You should watch both of this guys videos about Ryzen. It's true a lot of people are building them for video, but the one video I've found that's specifically for an audio build tells a completely different story.

Apparently there are thunderbolt and audio issues unique to AMD hackintoshes. The guy who did this video has been building hacks for 4 years and is a great resource, if he's having issues you can be sure the issue isn't unique to him...

According to him Logic wouldn't play more than 20 some odd tracks before Logic became totally unusable.
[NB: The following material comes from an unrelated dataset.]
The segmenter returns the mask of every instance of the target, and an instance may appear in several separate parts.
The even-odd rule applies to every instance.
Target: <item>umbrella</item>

Pretty sure there are common UAD/Thrunderbolt audio interface issues on Ryzen as well...

(You'll see a part 1 to this video on his YT channel if interested.)


----------



## Salorom (May 17, 2020)

jcrosby said:


> According to him Logic wouldn't play more than 20 some odd tracks before Logic became totally unusable. Pretty sure there are common UAD/Thrunderbolt audio interface issues on Ryzen as well...
> 
> (You'll see a part 1 to this video on his YT channel if interested.)
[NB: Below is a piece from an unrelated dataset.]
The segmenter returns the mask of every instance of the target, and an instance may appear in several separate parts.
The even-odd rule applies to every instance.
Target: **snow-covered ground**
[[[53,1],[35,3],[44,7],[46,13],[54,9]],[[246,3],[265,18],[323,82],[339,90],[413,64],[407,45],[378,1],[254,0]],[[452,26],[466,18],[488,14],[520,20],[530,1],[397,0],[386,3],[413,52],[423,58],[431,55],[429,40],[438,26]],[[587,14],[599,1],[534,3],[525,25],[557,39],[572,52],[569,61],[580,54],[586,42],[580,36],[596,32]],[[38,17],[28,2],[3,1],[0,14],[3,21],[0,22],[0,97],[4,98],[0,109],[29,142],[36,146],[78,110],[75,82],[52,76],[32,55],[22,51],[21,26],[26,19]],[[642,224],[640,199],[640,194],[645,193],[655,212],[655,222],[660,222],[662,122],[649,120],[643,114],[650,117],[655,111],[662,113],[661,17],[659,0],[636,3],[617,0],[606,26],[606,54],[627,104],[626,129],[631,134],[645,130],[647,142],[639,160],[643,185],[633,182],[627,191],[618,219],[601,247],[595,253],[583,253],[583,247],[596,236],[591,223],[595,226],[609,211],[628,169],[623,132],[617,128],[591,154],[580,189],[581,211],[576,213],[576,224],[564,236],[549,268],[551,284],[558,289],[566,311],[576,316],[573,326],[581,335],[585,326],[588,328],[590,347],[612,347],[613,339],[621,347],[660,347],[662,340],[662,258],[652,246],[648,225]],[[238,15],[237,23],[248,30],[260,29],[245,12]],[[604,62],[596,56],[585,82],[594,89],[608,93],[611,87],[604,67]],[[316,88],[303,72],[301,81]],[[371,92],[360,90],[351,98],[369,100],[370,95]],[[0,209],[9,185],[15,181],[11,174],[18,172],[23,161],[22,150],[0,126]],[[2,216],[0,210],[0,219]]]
Logic choking over 20 tracks is definitely not Ryzen related. Watch a 3970X based hackintosh playing 500+ tracks with a fair amount of processing on each of them (6’05).

youtube.com/watch?v=KtAcUhl8hKo

I’m pretty sure in that case the issue lied with some kext (or maybe other hardware) compatibility, it was not the CPU. With that said I don’t know from personal experience that AMD fares the same as Intel as far as general stability goes.

I have been using a hackintosh as my main setup for about 7 years now, from 10.9 to 10.14. The problems you’ll face are almost always going to be kext related when updating your hardware, or migrating from one version of macOS to the other.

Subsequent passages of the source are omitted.